Today, Rep. Keith Ellison removed one of the barriers to his bid to become DNC chair: He said he’d step down as congressman if elected:
WASHINGTON – U.S. Rep. Keith Ellison will vacate his congressional seat if he wins the chairman job at the Democratic National Committee, he told the Star Tribune Wednesday morning.
Ellison conceded Wednesday that a full-time chair is what the party wanted after the losses of the 2016 presidential and congressional elections. He said he came to the decision after difficult soul-searching and hearing from the more than 400 voting members of the DNC who said they wouldn’t vote him as long as he was a sitting member of Congress.
I haven’t paid much attention to the DNC chair race since at times it seems akin to polishing the mooring line eyelets for the approaching Hindenburg. But assuming Trump isn’t wholly successful in establishing an authoritarian kleptocracy and using his new powers to smear opponents and suppress a sufficient number of voters to eliminate the possibility of electoral gains over the next year or so, we’ll need a man or woman with a plan for 2018 and beyond.
The little I’ve heard from Ellison since the Trumpocalypse, I’ve liked. He was a Bernie guy in the primary but a surrogate for Clinton in the general. He was one of the first Democrats who recognized that Trump could win — I seem to remember a CNN panel laughing in his face at the suggestion — but Ellison was right when many Democrats, including me, were wrong.

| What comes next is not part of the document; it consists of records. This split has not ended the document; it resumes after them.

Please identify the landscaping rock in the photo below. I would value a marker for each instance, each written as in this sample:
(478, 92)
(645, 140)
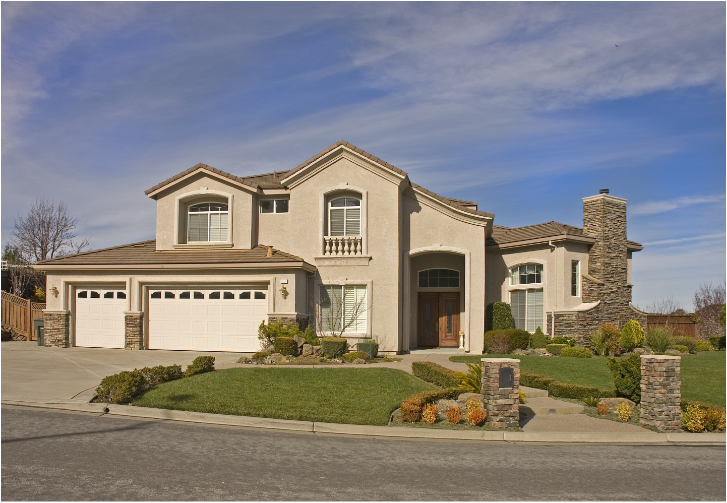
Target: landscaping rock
(612, 403)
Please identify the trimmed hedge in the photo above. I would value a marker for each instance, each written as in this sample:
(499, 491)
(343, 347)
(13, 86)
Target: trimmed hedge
(334, 347)
(435, 374)
(570, 352)
(556, 348)
(370, 348)
(561, 389)
(411, 408)
(285, 346)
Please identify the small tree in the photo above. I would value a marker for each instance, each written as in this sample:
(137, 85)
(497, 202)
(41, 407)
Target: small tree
(46, 232)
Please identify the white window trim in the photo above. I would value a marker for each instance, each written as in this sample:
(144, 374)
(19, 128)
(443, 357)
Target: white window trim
(275, 206)
(343, 282)
(323, 208)
(181, 205)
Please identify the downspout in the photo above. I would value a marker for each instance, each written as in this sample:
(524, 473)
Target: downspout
(555, 287)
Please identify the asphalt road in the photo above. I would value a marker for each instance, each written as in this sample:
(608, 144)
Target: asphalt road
(51, 455)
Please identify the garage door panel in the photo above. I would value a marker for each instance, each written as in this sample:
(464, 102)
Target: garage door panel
(208, 324)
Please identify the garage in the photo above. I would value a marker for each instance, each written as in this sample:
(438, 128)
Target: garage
(218, 319)
(100, 317)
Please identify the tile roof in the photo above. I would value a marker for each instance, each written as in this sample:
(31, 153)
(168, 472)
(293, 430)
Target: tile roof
(508, 235)
(145, 254)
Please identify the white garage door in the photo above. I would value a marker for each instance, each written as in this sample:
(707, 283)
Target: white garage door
(224, 319)
(100, 318)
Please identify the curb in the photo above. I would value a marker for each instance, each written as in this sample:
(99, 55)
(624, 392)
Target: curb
(646, 438)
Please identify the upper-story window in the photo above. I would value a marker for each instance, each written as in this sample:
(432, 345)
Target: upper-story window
(274, 206)
(526, 274)
(207, 222)
(344, 217)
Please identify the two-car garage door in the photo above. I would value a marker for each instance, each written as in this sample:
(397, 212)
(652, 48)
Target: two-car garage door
(222, 319)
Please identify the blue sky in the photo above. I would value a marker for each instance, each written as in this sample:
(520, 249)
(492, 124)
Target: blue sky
(523, 107)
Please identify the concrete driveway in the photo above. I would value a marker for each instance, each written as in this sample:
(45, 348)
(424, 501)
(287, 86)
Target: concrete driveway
(37, 373)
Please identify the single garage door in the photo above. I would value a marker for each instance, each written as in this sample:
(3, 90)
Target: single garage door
(223, 319)
(100, 318)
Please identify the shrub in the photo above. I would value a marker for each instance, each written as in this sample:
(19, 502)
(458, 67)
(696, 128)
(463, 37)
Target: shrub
(717, 341)
(624, 410)
(627, 376)
(632, 336)
(436, 374)
(611, 339)
(568, 341)
(454, 414)
(497, 342)
(569, 352)
(285, 346)
(657, 339)
(598, 342)
(704, 346)
(680, 348)
(370, 348)
(685, 340)
(499, 316)
(411, 408)
(697, 414)
(355, 355)
(539, 339)
(556, 348)
(429, 413)
(121, 387)
(200, 365)
(471, 381)
(333, 347)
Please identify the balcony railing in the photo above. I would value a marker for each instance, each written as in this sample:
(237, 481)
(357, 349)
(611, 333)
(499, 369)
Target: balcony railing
(342, 246)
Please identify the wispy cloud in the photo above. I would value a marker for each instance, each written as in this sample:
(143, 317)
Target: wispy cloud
(655, 207)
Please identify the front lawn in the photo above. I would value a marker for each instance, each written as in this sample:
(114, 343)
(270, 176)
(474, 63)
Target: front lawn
(703, 375)
(332, 395)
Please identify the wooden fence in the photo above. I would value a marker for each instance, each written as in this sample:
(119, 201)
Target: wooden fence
(19, 314)
(680, 323)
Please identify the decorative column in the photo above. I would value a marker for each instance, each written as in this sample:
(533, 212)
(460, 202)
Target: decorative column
(134, 330)
(661, 392)
(500, 389)
(57, 328)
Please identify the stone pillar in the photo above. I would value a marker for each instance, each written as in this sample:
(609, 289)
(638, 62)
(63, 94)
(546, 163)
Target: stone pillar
(57, 328)
(661, 392)
(134, 330)
(502, 404)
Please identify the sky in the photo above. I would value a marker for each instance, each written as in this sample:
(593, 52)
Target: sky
(525, 108)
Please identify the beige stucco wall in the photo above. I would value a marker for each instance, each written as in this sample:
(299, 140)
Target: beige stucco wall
(200, 188)
(556, 273)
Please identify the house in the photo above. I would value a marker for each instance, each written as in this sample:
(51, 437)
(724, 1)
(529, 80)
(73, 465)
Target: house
(345, 242)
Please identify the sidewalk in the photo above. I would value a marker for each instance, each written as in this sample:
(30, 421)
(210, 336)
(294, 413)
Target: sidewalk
(65, 378)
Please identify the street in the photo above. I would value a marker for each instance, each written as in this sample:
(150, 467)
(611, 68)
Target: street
(51, 455)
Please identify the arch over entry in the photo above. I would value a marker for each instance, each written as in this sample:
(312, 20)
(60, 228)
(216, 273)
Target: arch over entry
(408, 327)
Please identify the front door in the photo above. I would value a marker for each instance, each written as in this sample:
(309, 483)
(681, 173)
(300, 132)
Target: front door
(438, 319)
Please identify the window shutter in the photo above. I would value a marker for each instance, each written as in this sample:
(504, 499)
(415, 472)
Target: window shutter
(337, 222)
(353, 222)
(198, 227)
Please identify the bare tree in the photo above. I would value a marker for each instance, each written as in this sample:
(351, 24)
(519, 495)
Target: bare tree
(47, 232)
(338, 308)
(666, 305)
(708, 302)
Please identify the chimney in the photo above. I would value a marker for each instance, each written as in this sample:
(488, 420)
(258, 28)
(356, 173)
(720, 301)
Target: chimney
(604, 218)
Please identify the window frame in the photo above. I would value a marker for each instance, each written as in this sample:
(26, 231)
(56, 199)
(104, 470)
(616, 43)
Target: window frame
(209, 212)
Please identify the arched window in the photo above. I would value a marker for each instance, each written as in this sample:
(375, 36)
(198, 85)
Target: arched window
(344, 217)
(207, 222)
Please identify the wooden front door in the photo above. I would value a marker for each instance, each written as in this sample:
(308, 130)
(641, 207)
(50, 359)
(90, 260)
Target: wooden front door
(438, 319)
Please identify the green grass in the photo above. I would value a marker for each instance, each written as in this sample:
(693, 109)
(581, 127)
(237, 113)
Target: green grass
(703, 375)
(333, 395)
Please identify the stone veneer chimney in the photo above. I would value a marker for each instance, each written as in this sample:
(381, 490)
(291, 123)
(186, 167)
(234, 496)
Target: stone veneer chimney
(604, 218)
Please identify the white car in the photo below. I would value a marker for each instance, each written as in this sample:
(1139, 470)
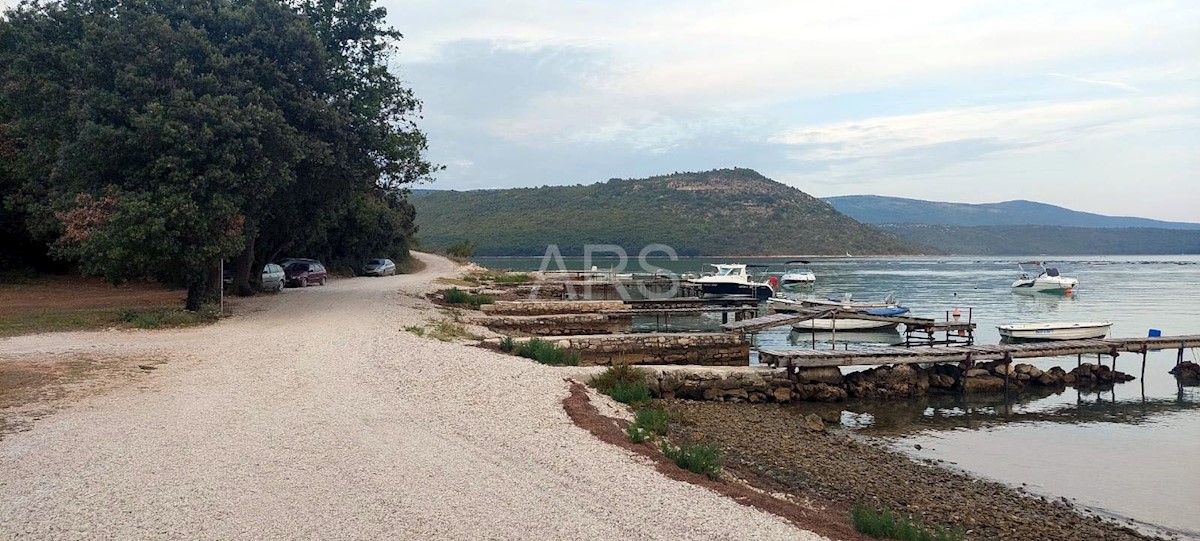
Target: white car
(379, 268)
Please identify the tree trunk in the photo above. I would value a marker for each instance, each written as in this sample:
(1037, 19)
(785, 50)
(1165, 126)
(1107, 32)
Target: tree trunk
(246, 281)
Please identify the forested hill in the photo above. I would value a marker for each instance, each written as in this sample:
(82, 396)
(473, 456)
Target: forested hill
(879, 209)
(718, 212)
(1033, 240)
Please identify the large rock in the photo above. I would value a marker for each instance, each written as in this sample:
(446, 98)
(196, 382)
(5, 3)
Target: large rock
(898, 382)
(1187, 372)
(820, 392)
(826, 374)
(983, 384)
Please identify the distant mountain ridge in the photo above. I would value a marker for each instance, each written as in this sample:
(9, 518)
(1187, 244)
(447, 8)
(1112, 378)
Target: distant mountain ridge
(880, 209)
(717, 212)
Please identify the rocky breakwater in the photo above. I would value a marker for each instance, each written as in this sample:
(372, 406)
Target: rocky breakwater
(828, 384)
(1187, 372)
(557, 324)
(544, 307)
(659, 348)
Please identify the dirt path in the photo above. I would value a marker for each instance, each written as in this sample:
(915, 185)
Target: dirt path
(316, 416)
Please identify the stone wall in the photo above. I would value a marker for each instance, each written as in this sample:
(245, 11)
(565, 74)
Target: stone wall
(545, 307)
(827, 384)
(557, 324)
(659, 348)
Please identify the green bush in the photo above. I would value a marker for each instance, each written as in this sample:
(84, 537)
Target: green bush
(616, 374)
(885, 524)
(547, 353)
(457, 296)
(630, 392)
(637, 434)
(701, 457)
(655, 420)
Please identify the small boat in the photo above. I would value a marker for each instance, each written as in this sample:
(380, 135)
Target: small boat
(849, 302)
(844, 325)
(1048, 281)
(1080, 330)
(798, 276)
(735, 280)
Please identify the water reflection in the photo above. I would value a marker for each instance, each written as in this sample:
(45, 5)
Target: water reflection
(949, 412)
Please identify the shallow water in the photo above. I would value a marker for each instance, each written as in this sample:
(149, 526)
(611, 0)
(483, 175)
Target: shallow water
(1127, 452)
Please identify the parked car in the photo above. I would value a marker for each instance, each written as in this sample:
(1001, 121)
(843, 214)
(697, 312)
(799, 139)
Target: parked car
(379, 268)
(273, 276)
(303, 272)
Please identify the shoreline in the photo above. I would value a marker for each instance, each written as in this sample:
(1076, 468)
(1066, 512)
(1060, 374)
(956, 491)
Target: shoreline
(844, 468)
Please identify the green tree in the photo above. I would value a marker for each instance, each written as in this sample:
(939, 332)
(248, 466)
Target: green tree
(156, 138)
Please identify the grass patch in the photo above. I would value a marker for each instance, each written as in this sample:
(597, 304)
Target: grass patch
(702, 457)
(545, 352)
(623, 383)
(156, 318)
(449, 331)
(886, 524)
(457, 296)
(630, 392)
(648, 422)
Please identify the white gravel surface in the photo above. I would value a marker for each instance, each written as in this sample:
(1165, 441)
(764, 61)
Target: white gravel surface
(316, 416)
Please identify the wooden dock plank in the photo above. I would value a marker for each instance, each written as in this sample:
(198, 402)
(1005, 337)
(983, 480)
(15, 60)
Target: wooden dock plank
(805, 358)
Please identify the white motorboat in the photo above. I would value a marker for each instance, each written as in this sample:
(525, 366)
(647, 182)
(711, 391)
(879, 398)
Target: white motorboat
(1079, 330)
(735, 280)
(1048, 281)
(844, 325)
(849, 302)
(797, 276)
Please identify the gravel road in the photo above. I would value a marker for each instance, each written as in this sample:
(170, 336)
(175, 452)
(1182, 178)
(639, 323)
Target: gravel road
(313, 415)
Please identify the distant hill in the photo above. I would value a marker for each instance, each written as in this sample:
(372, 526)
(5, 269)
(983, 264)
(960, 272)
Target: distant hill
(879, 209)
(1053, 240)
(718, 212)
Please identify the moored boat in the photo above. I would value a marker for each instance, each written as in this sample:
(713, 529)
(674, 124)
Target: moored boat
(735, 280)
(1057, 330)
(1048, 281)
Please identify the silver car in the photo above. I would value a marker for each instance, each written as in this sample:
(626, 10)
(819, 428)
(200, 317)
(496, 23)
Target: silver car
(273, 277)
(379, 268)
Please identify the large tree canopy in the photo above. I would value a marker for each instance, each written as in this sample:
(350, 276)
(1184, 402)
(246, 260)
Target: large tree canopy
(154, 138)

But crucially, IMO, Ellison doesn’t buy the theory that the Democrats need throw nonwhites, women, religious minorities and LGBT folks under the bus and shift focus to the white working class to win. He points out that, as a black man and a Muslim, he wins in a majority white district because he knows how to build bridges while upholding the party’s core principles.
The ADL called some of Ellison’s statements on Israel “disturbing and disqualifying.” Ellison has also come under fire for his work organizing the Million Man March, in which he defended Louis Farrakhan in writing. In a recent essay, Ellison admits this was a mistake.
I understand the objections, but I’m inclined to give Ellison the benefit of the doubt; I think he’s earned it through his consistently good work as a congressman and high profile Democrat. What do y’all think?